Recently, the Institute for Plastics Technology (IKT) at the University of Stuttgart, in collaboration with the Chair of Polymer Materials at the University of Bayreuth, is conducting research focusing on the foaming properties of modified PLA–PHA blends. The core objective of this research project is to develop bio-based particulate foam materials, which may ultimately replace traditional petroleum-based materials (such as expanded polystyrene PS).
The microstructure of expanded polylactic acid (PLA, left image) and the PLA blend containing 20% PHBV (right image) shows that, without additional modification, the PHBV component significantly affects the density and pore structure of the foam material.
The research focuses on improving the processing performance of PLA-the low melt strength of PLA has been a major technical bottleneck in its foaming process. By blending with PHA, researchers aim to specifically optimize the mechanical properties and processing characteristics of the material.
Furthermore, the team plans to reactively extrude the mixture with surfactants to prepare a special material with low density and a fine-pore structure, suitable for the application requirements of granular foam.
The PLA and PHA blend design aims to integrate the core advantages of the two materials: PHA is biodegradable, while PLA has advantages in cost and supply stability.

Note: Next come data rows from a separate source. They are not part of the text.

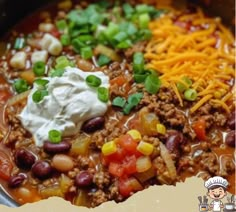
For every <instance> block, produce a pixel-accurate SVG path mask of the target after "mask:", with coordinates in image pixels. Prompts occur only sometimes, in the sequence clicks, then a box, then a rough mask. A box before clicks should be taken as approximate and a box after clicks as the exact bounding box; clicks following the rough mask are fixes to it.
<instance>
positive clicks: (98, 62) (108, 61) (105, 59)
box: [97, 54, 111, 66]
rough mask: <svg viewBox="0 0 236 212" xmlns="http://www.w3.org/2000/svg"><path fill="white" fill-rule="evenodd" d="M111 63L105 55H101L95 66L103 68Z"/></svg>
mask: <svg viewBox="0 0 236 212" xmlns="http://www.w3.org/2000/svg"><path fill="white" fill-rule="evenodd" d="M110 62H111V59H110V58H109V57H107V56H106V55H103V54H101V55H100V56H99V58H98V60H97V64H98V65H99V66H104V65H107V64H108V63H110Z"/></svg>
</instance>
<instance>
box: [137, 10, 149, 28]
mask: <svg viewBox="0 0 236 212" xmlns="http://www.w3.org/2000/svg"><path fill="white" fill-rule="evenodd" d="M150 19H151V18H150V16H149V15H148V13H144V14H141V15H140V16H139V27H140V28H141V29H146V28H148V24H149V22H150Z"/></svg>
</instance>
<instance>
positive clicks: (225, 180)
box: [205, 176, 229, 189]
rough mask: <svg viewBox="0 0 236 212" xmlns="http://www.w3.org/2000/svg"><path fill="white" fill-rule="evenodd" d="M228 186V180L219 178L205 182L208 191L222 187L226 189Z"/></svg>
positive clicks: (212, 179)
mask: <svg viewBox="0 0 236 212" xmlns="http://www.w3.org/2000/svg"><path fill="white" fill-rule="evenodd" d="M228 185H229V183H228V181H227V180H226V179H224V178H223V177H218V176H217V177H212V178H210V179H208V180H207V181H206V182H205V187H206V188H207V189H210V188H212V187H215V186H222V187H224V188H227V187H228Z"/></svg>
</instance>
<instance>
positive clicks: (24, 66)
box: [10, 51, 27, 69]
mask: <svg viewBox="0 0 236 212" xmlns="http://www.w3.org/2000/svg"><path fill="white" fill-rule="evenodd" d="M26 57H27V55H26V53H25V52H23V51H20V52H17V53H16V54H15V55H14V56H13V57H12V58H11V60H10V65H11V67H13V68H16V69H24V68H25V64H26Z"/></svg>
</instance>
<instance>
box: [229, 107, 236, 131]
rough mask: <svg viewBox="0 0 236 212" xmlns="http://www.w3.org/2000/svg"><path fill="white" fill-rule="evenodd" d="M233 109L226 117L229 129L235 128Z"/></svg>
mask: <svg viewBox="0 0 236 212" xmlns="http://www.w3.org/2000/svg"><path fill="white" fill-rule="evenodd" d="M235 118H236V117H235V111H234V112H233V113H232V114H230V116H229V117H228V121H227V124H228V126H229V128H230V129H231V130H235Z"/></svg>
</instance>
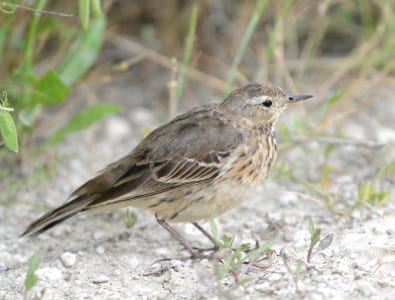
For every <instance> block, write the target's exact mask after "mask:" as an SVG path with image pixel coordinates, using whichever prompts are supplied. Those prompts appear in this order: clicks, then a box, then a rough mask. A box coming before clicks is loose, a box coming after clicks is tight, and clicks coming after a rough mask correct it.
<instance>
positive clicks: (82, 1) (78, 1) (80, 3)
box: [78, 0, 90, 30]
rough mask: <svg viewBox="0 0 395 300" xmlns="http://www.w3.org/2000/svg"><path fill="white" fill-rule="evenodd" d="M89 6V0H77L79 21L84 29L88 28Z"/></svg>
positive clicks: (89, 5) (88, 19)
mask: <svg viewBox="0 0 395 300" xmlns="http://www.w3.org/2000/svg"><path fill="white" fill-rule="evenodd" d="M89 8H90V1H89V0H79V1H78V12H79V14H80V21H81V25H82V28H84V30H86V29H87V28H88V24H89Z"/></svg>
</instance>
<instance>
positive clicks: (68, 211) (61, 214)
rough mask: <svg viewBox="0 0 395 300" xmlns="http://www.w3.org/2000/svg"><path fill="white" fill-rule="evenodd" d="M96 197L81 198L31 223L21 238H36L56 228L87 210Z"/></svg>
mask: <svg viewBox="0 0 395 300" xmlns="http://www.w3.org/2000/svg"><path fill="white" fill-rule="evenodd" d="M95 198H96V197H95V196H92V195H89V196H80V197H77V198H75V199H73V200H71V201H69V202H66V203H65V204H63V205H62V206H60V207H58V208H56V209H54V210H52V211H50V212H48V213H46V214H45V215H43V216H42V217H41V218H39V219H37V220H36V221H34V222H33V223H31V224H30V225H29V226H28V227H27V228H26V230H25V231H24V232H23V233H22V234H21V236H29V235H30V236H34V235H39V234H40V233H42V232H44V231H46V230H48V229H50V228H52V227H54V226H55V225H57V224H59V223H61V222H63V221H64V220H66V219H68V218H70V217H72V216H74V215H75V214H77V213H79V212H81V211H83V210H85V209H86V208H87V206H88V205H89V203H91V202H92V201H93V200H95Z"/></svg>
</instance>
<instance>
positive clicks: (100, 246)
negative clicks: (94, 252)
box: [96, 246, 106, 255]
mask: <svg viewBox="0 0 395 300" xmlns="http://www.w3.org/2000/svg"><path fill="white" fill-rule="evenodd" d="M104 252H106V249H104V247H102V246H99V247H97V248H96V253H97V254H99V255H101V254H104Z"/></svg>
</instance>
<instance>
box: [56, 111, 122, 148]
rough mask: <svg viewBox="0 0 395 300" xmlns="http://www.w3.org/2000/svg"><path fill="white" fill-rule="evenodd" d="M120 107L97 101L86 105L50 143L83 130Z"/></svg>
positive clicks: (78, 112) (58, 141)
mask: <svg viewBox="0 0 395 300" xmlns="http://www.w3.org/2000/svg"><path fill="white" fill-rule="evenodd" d="M120 109H121V106H119V105H116V104H112V103H97V104H94V105H91V106H89V107H86V108H85V109H83V110H82V111H80V112H78V113H77V114H76V115H75V116H74V117H73V118H71V120H70V121H69V123H68V124H67V125H66V126H64V127H62V128H60V129H59V130H57V131H56V132H55V133H54V134H53V135H52V136H51V138H50V139H49V143H51V144H57V143H59V142H60V141H62V140H63V139H64V138H65V137H66V136H67V135H69V134H70V133H73V132H77V131H81V130H82V129H85V128H87V127H89V126H91V125H92V124H94V123H96V122H97V121H98V120H100V119H101V118H103V117H104V116H105V115H108V114H111V113H115V112H118V111H119V110H120Z"/></svg>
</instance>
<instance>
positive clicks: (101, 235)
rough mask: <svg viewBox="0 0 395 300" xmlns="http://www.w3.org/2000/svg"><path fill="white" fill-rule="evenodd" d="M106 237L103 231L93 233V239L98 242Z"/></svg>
mask: <svg viewBox="0 0 395 300" xmlns="http://www.w3.org/2000/svg"><path fill="white" fill-rule="evenodd" d="M104 237H106V233H105V232H104V231H96V232H94V233H93V238H94V239H95V240H96V241H98V240H101V239H102V238H104Z"/></svg>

Notably, the two blend components have different melt temperature ranges, a characteristic believed to have a positive effect on the foaming process.
Since both process and material parameters have a key impact on the foaming effect, the research team will use a material model to reveal the relationships between these complex factors. This model will be continuously optimized and improved using machine learning techniques. This collaborative project integrates the expertise of the Institute for Plastics Technology (IKT) at the University of Stuttgart in biopolymer processing with the core capabilities of the University of Bayreuth team in foam material processing and digital technology.
The long-term goal of this research is to achieve the large-scale supply of sustainable granular foam materials, providing an environmentally friendly alternative to existing traditional plastic foams.